Ohne groß nachzudenken, fragte Julia Blake, ob sie am nächsten Abend ausgehen wollte.
***
Am folgenden Abend warf sich Julia in Schale - kurzes Kleid, hohe Schuhe, offene Haare, Make-up und ein Hauch Parfüm. Sie konnte sich nicht erinnern, wann sie sich das letzte Mal so auf einen Abend gefreut hatte.
Blake kam an und Julia eilte nach draußen, um sie zu begrüßen. Sie fuhren zum Club und steuerten direkt die Bar an, um einen zu trinken.
„Auf die neue Freiheit“, rief Julia.
„Auf uns!“, erwiderte Blake, als sie anstießen und tranken.
Sie stürzten sich ins Getümmel auf der Tanzfläche. Bald waren sie von attraktiven Männern umringt.
Julia bewegte sich auf einen Typen zu. Er legte seine Hände um ihre Taille und es gefiel ihr. Die Berührungen und die Musik machten sie ganz kribbelig.

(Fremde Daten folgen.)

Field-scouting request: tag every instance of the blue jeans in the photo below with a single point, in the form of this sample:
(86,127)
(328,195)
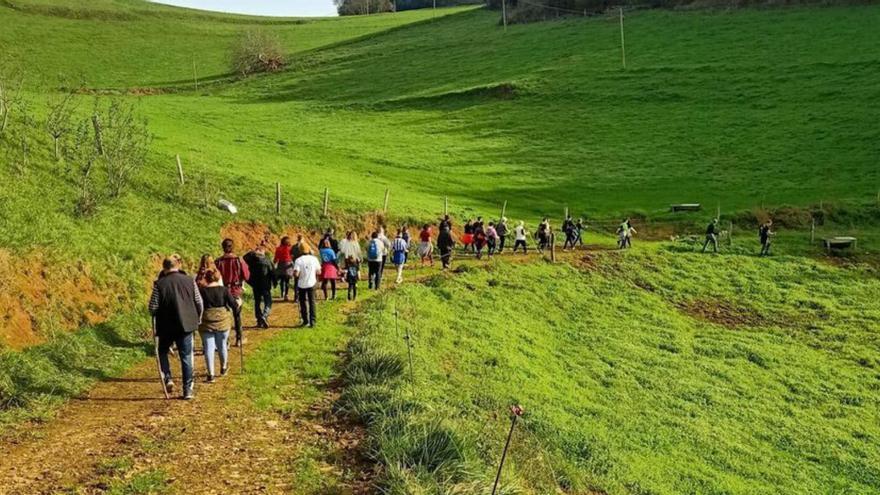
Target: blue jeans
(184,350)
(211,343)
(262,304)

Nach ein paar Liedern und Drinks brauchte Julia eine Verschnaufpause.
„Ich muss mal für kleine Mädchen, Blake. Bin gleich wieder da.“
Blake nickte und tanzte weiter mit dem Typen, bei dem sie war.
Julia ging zur Toilette. Auf dem Rückweg zur Tanzfläche packte sie plötzlich jemand am Arm. Sie drehte sich zu einem fremden Mann um.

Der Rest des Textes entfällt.